As the crisis unfolded these themes were found in institution after institution. “Almost anywhere you looked, banks, insurance companies, and asset managers had failed to spot the risks building up in separate desks and departments, because different silos of gigantic institutions did not communicate with each other and nobody at the top could see the entire picture”, said Gillian Tett of the Financial Times. In these cases, silos played a significant contribution to enabling the crash to happen because they made it harder to take a holistic perspective or the organisation.
What can we do?
Given the size and complexity of today’s organisations it is easy to see why we break work down into specialisms, teams and geographies. Silos help us create order from the chaos and streamline approaches, thus making work more efficient. But the unintended consequences of breaking work down into its smallest components parts is having a huge impact on the effectiveness of today’s organisations.
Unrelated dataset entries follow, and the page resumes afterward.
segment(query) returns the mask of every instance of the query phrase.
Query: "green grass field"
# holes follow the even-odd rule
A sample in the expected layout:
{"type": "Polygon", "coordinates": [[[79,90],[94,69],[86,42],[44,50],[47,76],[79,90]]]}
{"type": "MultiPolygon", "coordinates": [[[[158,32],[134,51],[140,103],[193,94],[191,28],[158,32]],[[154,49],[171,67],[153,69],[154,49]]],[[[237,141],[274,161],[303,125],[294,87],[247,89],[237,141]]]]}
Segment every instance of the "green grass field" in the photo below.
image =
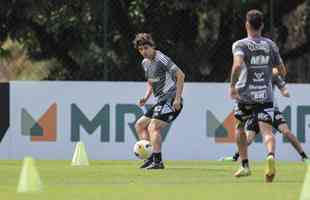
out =
{"type": "Polygon", "coordinates": [[[306,165],[278,162],[274,183],[264,183],[264,162],[251,163],[252,176],[232,176],[236,163],[167,161],[162,171],[137,169],[139,161],[36,161],[44,190],[16,194],[22,161],[0,161],[0,199],[51,200],[298,200],[306,165]]]}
When we try to solve the problems that silos have created without working on underlying structure that creates those problems, we spend vast amounts of organisational energy solving the wrong problem. Western society has focussed on logic and reductionism over intuition and holism since the Industrial Revolution. We need to rethink silos as the default design in our organisations.
Moss Kanter, R. 1983. “The Change Masters: Innovation & entrepreneurship in the American Corporation”. Simon & Shuster, New York.
McChyrstal, General S. 2015 “Team of Teams: New rules of engagement for a complex world” Penguin, New York.
Straumann, T. 2010. “The UBS Crisis in Historical Perspective” University of Zurich.
Tett, G. 2015. “The Silo Effect: Why putting everything in its place isn’t such a bright idea”. Little Brown, London.